En la feria de la política uno sabe siempre cuando se monta a una atracción, pero no cuando se baja. En Venezuela la gente hace tiempo que se olvidó de dónde está subida. Asume sin asombro su movimiento de noria. Arriba, abajo, arriba. Es decir, sin prestarle más atención que al crecimiento de las uñas de los pies. Hasta que hay que cortarlas. Algo así me acaba de contar el motorizado de la oficina. Es un tipo orondo, color café. Un excelente narrador de chistes, que conduce una vespa verde botella con sus 120 kilos de peso sabiamente distruibuidos: pura física aplicada. Acaba de llegar: grita un saludo al aire: Señoooores! Y prepara un guayoyo, un cafecito filtrado (no hay leche), a cada uno de los que tecleamos. Se sienta, coloca las gafas de sol sobre su frente inmensa. Y explica.

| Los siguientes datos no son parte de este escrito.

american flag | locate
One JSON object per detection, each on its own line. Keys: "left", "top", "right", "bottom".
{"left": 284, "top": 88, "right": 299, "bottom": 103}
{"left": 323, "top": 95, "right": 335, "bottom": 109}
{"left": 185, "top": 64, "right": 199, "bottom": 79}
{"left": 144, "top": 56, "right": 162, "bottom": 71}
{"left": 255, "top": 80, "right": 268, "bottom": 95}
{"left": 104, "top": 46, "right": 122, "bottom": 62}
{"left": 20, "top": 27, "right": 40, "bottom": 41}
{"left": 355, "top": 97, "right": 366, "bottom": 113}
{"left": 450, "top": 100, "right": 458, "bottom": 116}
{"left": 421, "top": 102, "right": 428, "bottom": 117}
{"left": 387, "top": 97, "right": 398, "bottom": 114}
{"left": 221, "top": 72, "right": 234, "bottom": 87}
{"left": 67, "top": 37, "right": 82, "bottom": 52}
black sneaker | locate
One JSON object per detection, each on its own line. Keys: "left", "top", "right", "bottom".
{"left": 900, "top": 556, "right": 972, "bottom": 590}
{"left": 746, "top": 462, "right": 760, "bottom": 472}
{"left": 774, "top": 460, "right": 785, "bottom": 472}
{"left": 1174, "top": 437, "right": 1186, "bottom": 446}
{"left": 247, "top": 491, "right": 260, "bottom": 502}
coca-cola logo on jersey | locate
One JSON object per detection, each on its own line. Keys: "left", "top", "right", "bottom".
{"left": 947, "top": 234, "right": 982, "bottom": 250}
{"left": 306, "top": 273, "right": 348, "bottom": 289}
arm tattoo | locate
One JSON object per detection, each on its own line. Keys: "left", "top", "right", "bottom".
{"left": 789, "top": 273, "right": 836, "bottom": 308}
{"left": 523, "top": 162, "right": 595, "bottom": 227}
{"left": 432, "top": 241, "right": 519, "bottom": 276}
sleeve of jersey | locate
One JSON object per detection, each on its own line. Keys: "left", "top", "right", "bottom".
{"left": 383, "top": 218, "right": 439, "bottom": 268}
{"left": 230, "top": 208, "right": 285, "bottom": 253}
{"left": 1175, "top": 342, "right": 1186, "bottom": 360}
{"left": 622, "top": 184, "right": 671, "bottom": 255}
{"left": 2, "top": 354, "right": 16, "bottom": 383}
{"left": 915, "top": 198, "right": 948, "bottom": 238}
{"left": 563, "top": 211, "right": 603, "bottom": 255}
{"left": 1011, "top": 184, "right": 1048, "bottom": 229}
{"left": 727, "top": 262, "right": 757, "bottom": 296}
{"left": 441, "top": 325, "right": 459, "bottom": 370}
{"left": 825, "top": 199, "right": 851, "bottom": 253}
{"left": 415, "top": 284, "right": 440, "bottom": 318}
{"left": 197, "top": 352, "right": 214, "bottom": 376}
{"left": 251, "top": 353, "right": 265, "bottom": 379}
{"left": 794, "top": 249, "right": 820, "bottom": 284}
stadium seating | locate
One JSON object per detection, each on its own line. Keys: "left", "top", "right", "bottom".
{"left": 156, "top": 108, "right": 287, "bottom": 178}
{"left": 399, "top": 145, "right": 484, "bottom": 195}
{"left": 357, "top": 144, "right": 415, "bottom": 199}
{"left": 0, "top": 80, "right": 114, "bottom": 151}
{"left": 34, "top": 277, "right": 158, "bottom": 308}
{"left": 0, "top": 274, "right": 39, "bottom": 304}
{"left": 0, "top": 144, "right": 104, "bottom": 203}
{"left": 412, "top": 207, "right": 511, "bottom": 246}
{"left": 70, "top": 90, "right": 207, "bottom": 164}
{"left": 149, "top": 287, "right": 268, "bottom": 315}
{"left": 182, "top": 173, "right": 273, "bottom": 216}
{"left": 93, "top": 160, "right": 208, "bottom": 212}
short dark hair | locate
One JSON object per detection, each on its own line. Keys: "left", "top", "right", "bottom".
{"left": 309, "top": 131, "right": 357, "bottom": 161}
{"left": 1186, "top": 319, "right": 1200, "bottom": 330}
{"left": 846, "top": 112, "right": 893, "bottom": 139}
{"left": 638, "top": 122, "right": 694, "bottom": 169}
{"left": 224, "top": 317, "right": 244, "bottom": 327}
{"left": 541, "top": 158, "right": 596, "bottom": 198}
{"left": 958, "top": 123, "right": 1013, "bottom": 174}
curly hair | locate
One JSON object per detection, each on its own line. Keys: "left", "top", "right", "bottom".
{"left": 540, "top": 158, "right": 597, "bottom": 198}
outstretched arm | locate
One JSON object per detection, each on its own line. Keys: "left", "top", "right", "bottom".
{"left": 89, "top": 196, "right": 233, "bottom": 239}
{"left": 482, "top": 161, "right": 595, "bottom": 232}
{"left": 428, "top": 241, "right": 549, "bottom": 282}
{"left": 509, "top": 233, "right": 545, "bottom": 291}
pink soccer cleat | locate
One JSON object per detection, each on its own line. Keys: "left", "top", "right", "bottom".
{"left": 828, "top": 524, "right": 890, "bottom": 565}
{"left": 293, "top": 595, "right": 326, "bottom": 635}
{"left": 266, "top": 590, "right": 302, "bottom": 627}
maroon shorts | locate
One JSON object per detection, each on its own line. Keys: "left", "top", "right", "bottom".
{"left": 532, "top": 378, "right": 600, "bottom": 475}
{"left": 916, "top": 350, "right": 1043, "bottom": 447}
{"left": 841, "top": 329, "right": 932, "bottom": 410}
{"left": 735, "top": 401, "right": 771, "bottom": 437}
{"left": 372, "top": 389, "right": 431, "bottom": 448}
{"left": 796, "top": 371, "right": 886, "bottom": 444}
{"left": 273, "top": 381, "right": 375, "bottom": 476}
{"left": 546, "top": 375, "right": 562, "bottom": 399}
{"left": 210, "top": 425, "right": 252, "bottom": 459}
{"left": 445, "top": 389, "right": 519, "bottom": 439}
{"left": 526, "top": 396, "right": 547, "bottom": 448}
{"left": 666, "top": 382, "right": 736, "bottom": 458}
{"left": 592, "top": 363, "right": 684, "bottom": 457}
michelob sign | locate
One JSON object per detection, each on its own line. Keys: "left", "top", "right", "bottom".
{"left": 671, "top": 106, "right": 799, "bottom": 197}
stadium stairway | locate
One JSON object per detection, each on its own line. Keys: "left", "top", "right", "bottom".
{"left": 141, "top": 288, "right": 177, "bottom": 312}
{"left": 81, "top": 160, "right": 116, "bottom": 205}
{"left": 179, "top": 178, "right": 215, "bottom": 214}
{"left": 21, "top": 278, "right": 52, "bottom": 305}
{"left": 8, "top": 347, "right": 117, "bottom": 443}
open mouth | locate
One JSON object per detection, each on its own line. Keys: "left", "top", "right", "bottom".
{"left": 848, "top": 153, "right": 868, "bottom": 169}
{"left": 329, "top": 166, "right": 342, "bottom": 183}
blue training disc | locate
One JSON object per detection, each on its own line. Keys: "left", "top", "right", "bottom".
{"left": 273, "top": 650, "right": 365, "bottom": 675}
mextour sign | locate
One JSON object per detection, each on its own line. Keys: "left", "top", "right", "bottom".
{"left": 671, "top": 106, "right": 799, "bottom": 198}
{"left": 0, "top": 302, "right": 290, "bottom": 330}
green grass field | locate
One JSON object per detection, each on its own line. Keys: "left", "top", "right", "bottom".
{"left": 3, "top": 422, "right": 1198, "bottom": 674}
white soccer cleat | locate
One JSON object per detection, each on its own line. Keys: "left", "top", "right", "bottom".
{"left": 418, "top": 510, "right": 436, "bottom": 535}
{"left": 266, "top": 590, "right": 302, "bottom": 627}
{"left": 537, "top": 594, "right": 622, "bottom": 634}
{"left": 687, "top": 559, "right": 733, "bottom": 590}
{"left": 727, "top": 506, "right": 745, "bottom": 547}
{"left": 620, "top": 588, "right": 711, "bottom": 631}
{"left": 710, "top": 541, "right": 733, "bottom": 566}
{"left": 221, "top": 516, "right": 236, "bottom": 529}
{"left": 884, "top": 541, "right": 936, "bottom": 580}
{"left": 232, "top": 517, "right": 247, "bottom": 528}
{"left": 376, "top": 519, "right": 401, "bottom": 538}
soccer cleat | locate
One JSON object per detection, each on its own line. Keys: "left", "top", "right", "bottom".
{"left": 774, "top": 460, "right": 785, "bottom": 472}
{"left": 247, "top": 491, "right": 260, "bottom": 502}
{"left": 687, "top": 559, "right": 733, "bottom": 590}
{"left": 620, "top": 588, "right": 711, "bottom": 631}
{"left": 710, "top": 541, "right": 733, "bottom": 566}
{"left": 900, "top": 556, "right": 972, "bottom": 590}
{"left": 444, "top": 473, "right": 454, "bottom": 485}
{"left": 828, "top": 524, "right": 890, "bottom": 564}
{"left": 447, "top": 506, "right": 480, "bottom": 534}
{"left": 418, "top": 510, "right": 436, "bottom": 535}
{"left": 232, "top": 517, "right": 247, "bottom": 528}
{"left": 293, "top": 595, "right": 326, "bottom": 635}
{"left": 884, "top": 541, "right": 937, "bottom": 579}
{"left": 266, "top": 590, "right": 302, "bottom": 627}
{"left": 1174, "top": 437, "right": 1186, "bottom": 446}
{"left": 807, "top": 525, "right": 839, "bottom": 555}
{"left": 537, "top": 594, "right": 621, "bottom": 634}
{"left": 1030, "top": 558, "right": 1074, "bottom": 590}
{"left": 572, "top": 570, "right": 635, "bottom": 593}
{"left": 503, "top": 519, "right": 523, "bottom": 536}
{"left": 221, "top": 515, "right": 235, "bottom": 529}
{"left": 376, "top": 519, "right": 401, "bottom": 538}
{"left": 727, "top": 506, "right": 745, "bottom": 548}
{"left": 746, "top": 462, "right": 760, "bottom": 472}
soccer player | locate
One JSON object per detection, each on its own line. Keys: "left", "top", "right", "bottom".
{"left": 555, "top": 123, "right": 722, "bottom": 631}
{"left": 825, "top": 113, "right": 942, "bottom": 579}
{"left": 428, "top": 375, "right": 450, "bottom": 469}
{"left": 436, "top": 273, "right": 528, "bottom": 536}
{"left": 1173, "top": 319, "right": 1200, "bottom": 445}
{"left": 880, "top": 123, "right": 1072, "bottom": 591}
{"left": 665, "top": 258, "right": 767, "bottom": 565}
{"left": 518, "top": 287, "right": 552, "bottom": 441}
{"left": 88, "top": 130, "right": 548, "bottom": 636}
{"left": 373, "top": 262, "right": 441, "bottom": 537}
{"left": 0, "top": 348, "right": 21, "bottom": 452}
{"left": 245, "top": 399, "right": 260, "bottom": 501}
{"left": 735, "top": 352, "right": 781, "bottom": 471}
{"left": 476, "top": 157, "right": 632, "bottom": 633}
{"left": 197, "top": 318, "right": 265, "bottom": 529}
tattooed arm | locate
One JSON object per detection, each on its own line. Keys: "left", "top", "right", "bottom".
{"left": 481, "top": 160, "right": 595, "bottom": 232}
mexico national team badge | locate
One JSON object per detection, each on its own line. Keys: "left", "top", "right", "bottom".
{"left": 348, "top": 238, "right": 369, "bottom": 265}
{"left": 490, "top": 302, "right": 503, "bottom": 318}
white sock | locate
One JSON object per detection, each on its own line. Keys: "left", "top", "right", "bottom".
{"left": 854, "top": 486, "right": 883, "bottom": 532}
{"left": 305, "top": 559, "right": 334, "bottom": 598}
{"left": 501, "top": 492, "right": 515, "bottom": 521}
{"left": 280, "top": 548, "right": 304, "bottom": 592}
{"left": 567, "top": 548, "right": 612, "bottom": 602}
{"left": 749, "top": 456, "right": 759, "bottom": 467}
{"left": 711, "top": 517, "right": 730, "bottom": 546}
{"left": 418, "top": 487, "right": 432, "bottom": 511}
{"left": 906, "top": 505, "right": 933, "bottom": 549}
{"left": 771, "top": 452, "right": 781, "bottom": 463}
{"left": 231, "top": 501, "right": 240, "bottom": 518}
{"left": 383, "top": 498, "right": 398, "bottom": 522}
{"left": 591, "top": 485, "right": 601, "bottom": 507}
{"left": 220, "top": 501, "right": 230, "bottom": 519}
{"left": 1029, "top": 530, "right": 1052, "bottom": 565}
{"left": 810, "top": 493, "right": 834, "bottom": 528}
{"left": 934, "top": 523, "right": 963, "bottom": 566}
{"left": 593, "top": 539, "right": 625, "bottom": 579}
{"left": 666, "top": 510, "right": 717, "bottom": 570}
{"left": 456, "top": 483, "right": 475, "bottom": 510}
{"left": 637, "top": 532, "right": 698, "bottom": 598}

"Vengo obstinado, señores. En la Lecuna (avenida donde preparan la logística del cierre de campaña por el sí en el referéndum del domingo), se me espichó un caucho (pinchó un neumático). La moto espichada no rueda. Allí mismo tuve que reparar el caucho. Sudando mares. Pero lo peor es que estaban probando el sonido para recibir al presidente. Sí, sí, con Chávez, sí. Sí va, la reforma sí, sí va. Así 45 minutos. Vengo obstinado, esa música, las mismas palabras: perforándome las orejas. Todavía tengo la música dentro, y me bailan las orejas. Pero la saben lo peor: coño, sí, que me hizo pensar. Esos 45 minutos me hicieron pensar en lo que era la política".
Un gran tipo, Edgar. Sólo habla para decir cosas importantes. Y cuenta con una de esas barrigas en las que uno rebota. Dos virtudes no muy frecuentes, y no siempre bien ponderadas.